Comment 4 for bug 1772675

Revision history for this message
Dan Streetman (ddstreet) wrote : Re: Intel i40e PF reset due to incorrect MDD detection (continues...again...)

@terryh-orcas,

if you are able to reproduce the problem relatively quickly and easily, then I suggest testing different kernel versions, up to the latest upstream, to see if and where it may be fixed with a newer i40e kernel driver. You can get upstream kernel debs here:
http://kernel.ubuntu.com/~kernel-ppa/mainline/?C=N;O=D

If you can narrow down the kernel to a specific short range (i.e. kernel X definitely fails, kernel Y never fails), I can review the upstream i40e driver for specific changes to backport.

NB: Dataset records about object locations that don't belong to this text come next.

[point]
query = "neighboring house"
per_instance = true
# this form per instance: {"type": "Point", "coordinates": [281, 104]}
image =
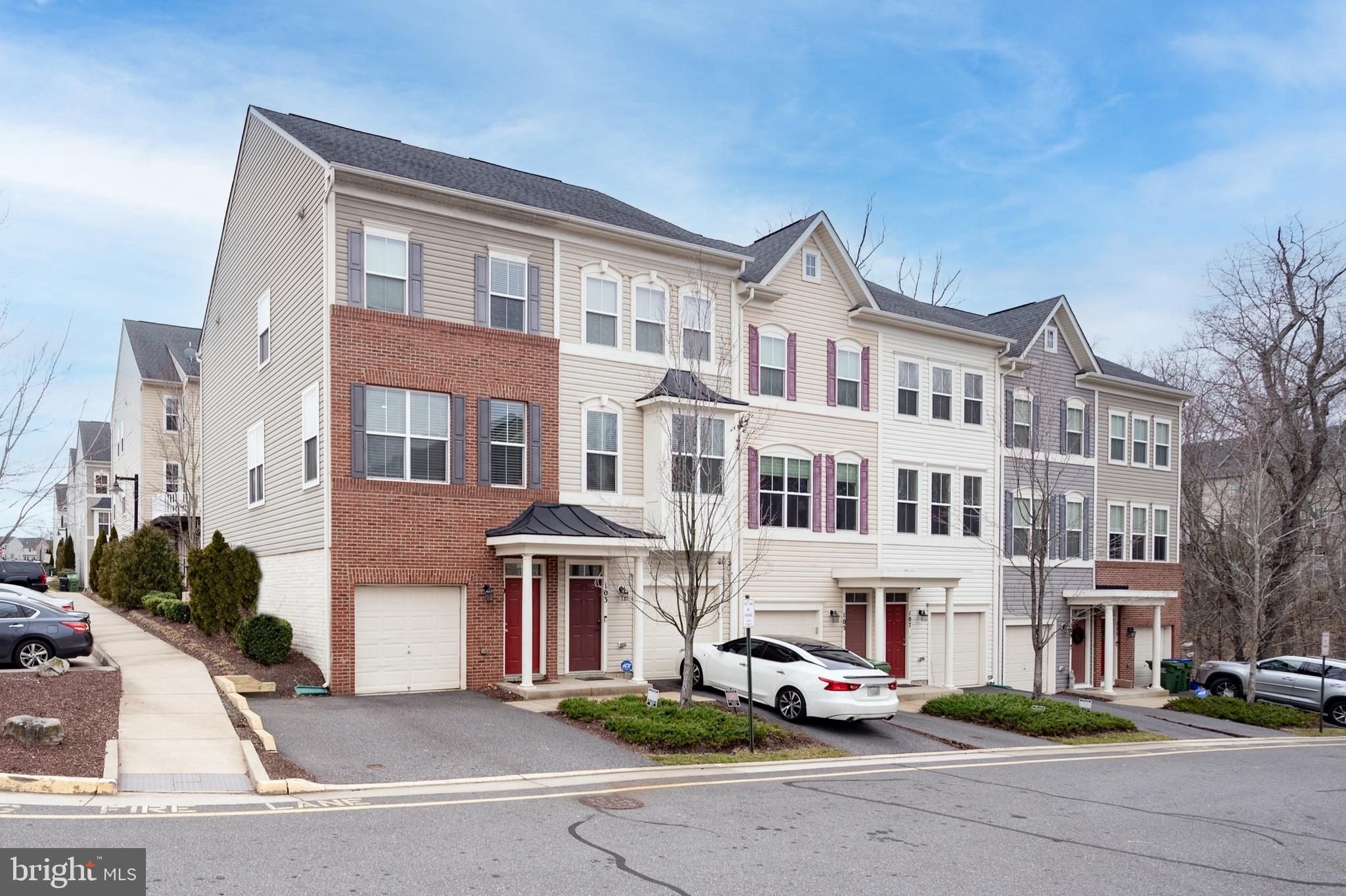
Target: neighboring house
{"type": "Point", "coordinates": [431, 385]}
{"type": "Point", "coordinates": [155, 430]}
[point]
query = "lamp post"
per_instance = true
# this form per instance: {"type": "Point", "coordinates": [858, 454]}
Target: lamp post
{"type": "Point", "coordinates": [135, 497]}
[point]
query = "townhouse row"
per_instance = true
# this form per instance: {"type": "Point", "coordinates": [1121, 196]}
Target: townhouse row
{"type": "Point", "coordinates": [432, 385]}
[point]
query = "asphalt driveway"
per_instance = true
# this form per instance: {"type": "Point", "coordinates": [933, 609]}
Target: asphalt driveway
{"type": "Point", "coordinates": [392, 738]}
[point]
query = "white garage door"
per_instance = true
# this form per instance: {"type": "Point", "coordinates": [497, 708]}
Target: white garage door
{"type": "Point", "coordinates": [968, 649]}
{"type": "Point", "coordinates": [1144, 643]}
{"type": "Point", "coordinates": [408, 638]}
{"type": "Point", "coordinates": [788, 622]}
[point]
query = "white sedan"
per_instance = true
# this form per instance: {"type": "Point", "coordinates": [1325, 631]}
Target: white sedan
{"type": "Point", "coordinates": [801, 677]}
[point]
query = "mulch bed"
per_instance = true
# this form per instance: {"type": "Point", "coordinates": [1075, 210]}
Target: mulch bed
{"type": "Point", "coordinates": [88, 704]}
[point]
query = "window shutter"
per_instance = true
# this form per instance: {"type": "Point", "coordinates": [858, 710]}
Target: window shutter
{"type": "Point", "coordinates": [753, 490]}
{"type": "Point", "coordinates": [458, 432]}
{"type": "Point", "coordinates": [832, 374]}
{"type": "Point", "coordinates": [535, 302]}
{"type": "Point", "coordinates": [818, 493]}
{"type": "Point", "coordinates": [864, 378]}
{"type": "Point", "coordinates": [356, 268]}
{"type": "Point", "coordinates": [484, 300]}
{"type": "Point", "coordinates": [484, 437]}
{"type": "Point", "coordinates": [864, 497]}
{"type": "Point", "coordinates": [357, 431]}
{"type": "Point", "coordinates": [831, 510]}
{"type": "Point", "coordinates": [754, 362]}
{"type": "Point", "coordinates": [416, 280]}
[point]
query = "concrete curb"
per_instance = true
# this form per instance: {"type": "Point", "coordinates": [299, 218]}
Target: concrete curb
{"type": "Point", "coordinates": [105, 786]}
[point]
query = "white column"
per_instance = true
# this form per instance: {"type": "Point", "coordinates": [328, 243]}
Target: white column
{"type": "Point", "coordinates": [1108, 648]}
{"type": "Point", "coordinates": [637, 621]}
{"type": "Point", "coordinates": [525, 637]}
{"type": "Point", "coordinates": [1155, 653]}
{"type": "Point", "coordinates": [948, 637]}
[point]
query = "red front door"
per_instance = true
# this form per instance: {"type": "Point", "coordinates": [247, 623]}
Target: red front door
{"type": "Point", "coordinates": [515, 626]}
{"type": "Point", "coordinates": [895, 643]}
{"type": "Point", "coordinates": [586, 625]}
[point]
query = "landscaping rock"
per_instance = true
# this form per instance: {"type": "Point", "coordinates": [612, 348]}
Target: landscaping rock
{"type": "Point", "coordinates": [53, 667]}
{"type": "Point", "coordinates": [34, 730]}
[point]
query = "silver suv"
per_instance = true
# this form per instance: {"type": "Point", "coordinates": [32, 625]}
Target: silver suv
{"type": "Point", "coordinates": [1294, 681]}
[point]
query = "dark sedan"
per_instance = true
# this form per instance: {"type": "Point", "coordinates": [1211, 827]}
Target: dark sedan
{"type": "Point", "coordinates": [32, 633]}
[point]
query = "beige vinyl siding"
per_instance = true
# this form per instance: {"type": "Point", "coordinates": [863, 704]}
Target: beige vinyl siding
{"type": "Point", "coordinates": [264, 245]}
{"type": "Point", "coordinates": [450, 246]}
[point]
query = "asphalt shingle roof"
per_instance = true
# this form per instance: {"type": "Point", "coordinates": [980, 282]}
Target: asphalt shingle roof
{"type": "Point", "coordinates": [155, 347]}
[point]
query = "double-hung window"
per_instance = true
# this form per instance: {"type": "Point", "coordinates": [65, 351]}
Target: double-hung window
{"type": "Point", "coordinates": [599, 451]}
{"type": "Point", "coordinates": [1117, 439]}
{"type": "Point", "coordinates": [941, 502]}
{"type": "Point", "coordinates": [508, 445]}
{"type": "Point", "coordinates": [385, 273]}
{"type": "Point", "coordinates": [848, 497]}
{"type": "Point", "coordinates": [909, 493]}
{"type": "Point", "coordinates": [601, 311]}
{"type": "Point", "coordinates": [696, 327]}
{"type": "Point", "coordinates": [509, 294]}
{"type": "Point", "coordinates": [848, 378]}
{"type": "Point", "coordinates": [909, 388]}
{"type": "Point", "coordinates": [972, 506]}
{"type": "Point", "coordinates": [1139, 532]}
{"type": "Point", "coordinates": [941, 393]}
{"type": "Point", "coordinates": [772, 363]}
{"type": "Point", "coordinates": [972, 399]}
{"type": "Point", "coordinates": [651, 319]}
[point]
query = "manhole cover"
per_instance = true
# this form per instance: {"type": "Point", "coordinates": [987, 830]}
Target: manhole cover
{"type": "Point", "coordinates": [611, 801]}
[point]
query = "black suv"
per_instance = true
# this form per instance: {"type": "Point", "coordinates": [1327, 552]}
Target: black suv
{"type": "Point", "coordinates": [29, 573]}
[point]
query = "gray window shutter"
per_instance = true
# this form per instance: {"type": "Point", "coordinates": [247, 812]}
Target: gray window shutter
{"type": "Point", "coordinates": [357, 431]}
{"type": "Point", "coordinates": [535, 445]}
{"type": "Point", "coordinates": [484, 439]}
{"type": "Point", "coordinates": [356, 268]}
{"type": "Point", "coordinates": [458, 431]}
{"type": "Point", "coordinates": [535, 300]}
{"type": "Point", "coordinates": [416, 280]}
{"type": "Point", "coordinates": [484, 300]}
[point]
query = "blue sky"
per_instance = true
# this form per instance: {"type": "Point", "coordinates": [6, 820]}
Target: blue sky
{"type": "Point", "coordinates": [1104, 151]}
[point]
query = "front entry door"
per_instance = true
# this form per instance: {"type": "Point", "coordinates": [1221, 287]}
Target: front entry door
{"type": "Point", "coordinates": [586, 625]}
{"type": "Point", "coordinates": [515, 626]}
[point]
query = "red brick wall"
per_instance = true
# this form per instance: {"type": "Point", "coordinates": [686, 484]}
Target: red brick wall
{"type": "Point", "coordinates": [402, 533]}
{"type": "Point", "coordinates": [1136, 576]}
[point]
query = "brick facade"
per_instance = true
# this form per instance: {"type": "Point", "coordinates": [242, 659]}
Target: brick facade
{"type": "Point", "coordinates": [403, 533]}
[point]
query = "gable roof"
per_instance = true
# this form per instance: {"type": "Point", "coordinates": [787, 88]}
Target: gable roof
{"type": "Point", "coordinates": [385, 155]}
{"type": "Point", "coordinates": [160, 349]}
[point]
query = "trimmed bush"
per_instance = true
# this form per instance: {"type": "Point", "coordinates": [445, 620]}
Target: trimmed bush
{"type": "Point", "coordinates": [1240, 711]}
{"type": "Point", "coordinates": [1015, 712]}
{"type": "Point", "coordinates": [264, 638]}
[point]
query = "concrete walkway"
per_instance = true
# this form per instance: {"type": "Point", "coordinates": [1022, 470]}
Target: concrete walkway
{"type": "Point", "coordinates": [174, 734]}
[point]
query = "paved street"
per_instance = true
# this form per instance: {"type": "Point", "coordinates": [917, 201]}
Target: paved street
{"type": "Point", "coordinates": [1239, 818]}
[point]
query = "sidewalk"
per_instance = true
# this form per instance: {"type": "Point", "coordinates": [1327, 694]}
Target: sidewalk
{"type": "Point", "coordinates": [174, 732]}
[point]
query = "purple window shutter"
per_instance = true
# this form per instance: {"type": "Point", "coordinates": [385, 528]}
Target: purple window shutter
{"type": "Point", "coordinates": [753, 490]}
{"type": "Point", "coordinates": [832, 493]}
{"type": "Point", "coordinates": [864, 497]}
{"type": "Point", "coordinates": [832, 374]}
{"type": "Point", "coordinates": [864, 378]}
{"type": "Point", "coordinates": [356, 268]}
{"type": "Point", "coordinates": [416, 280]}
{"type": "Point", "coordinates": [754, 362]}
{"type": "Point", "coordinates": [818, 493]}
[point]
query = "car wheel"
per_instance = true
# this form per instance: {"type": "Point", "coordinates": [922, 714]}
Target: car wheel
{"type": "Point", "coordinates": [791, 704]}
{"type": "Point", "coordinates": [33, 654]}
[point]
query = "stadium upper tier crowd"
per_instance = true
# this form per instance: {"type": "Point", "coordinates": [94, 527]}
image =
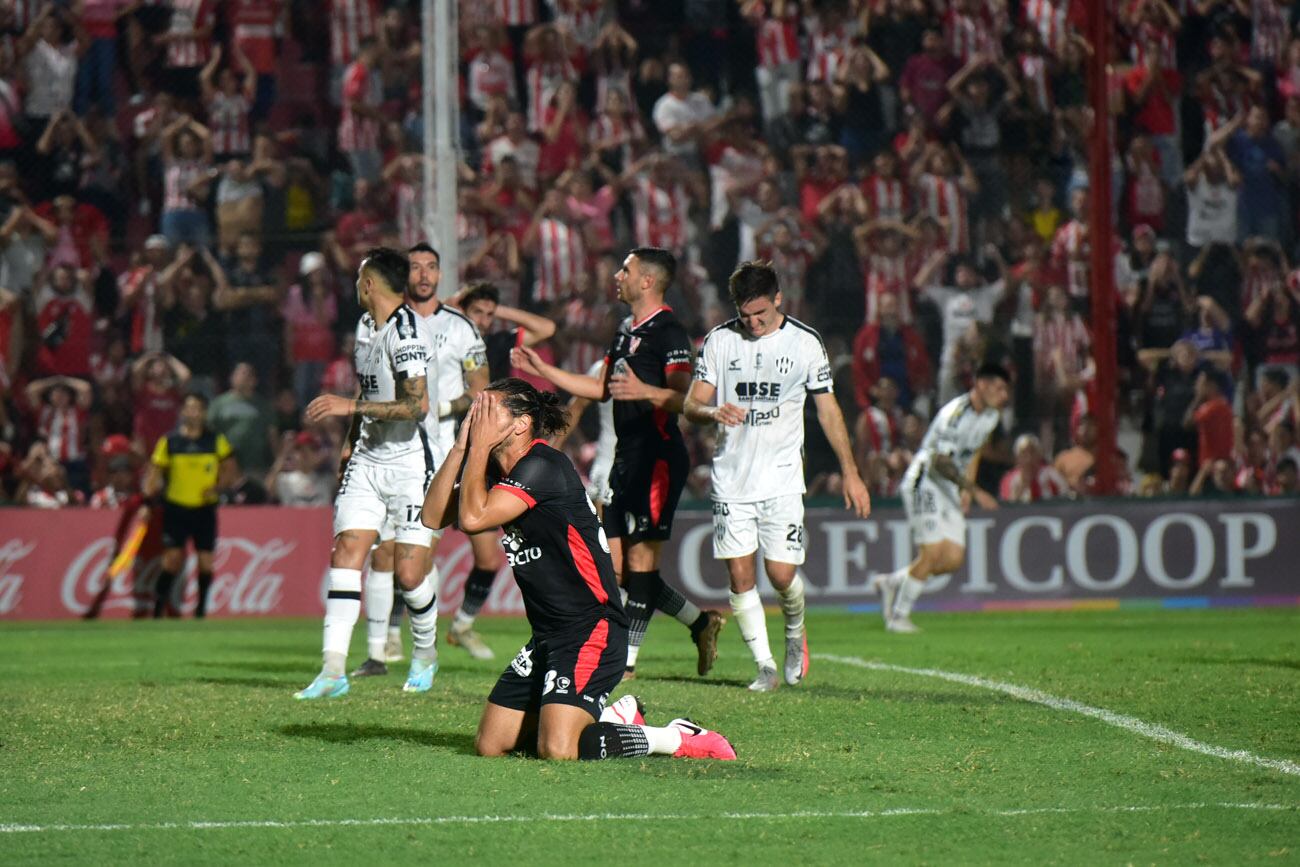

If you can't reproduce it easily/quickly, there is another method of debug involving undocumented i40e register modification. See bug 1723127 comment 10 for details. If you try that method, you should attempt it with the latest kernel you can reproduce the problem with. As I don't have the chipset specifications, if you do reproduce it this way and can isolate the problem to a specific register/bit, I'll have to take that info back to Intel to ask them for clarification. Also note that there are 2 registers that you have to test each bit individually for, so this method can take a very long time if it takes you a long time to reproduce the problem.

Unfortunately, as has been mentioned in this and past bugs, the MDD event is generated by the i40e firmware and there is no documented way to tell what the i40e kernel driver did that the firmware didn't like (assuming it was something the driver did, and not external or firmware issues). Intel does update their upstream i40e driver with fixes for MDD firmware/driver bugs regularly, so this will likely only be fixed by a patch coming from Intel upstream, that we need to backport to our older stable Ubuntu kernel(s).

Sorry I can't help more.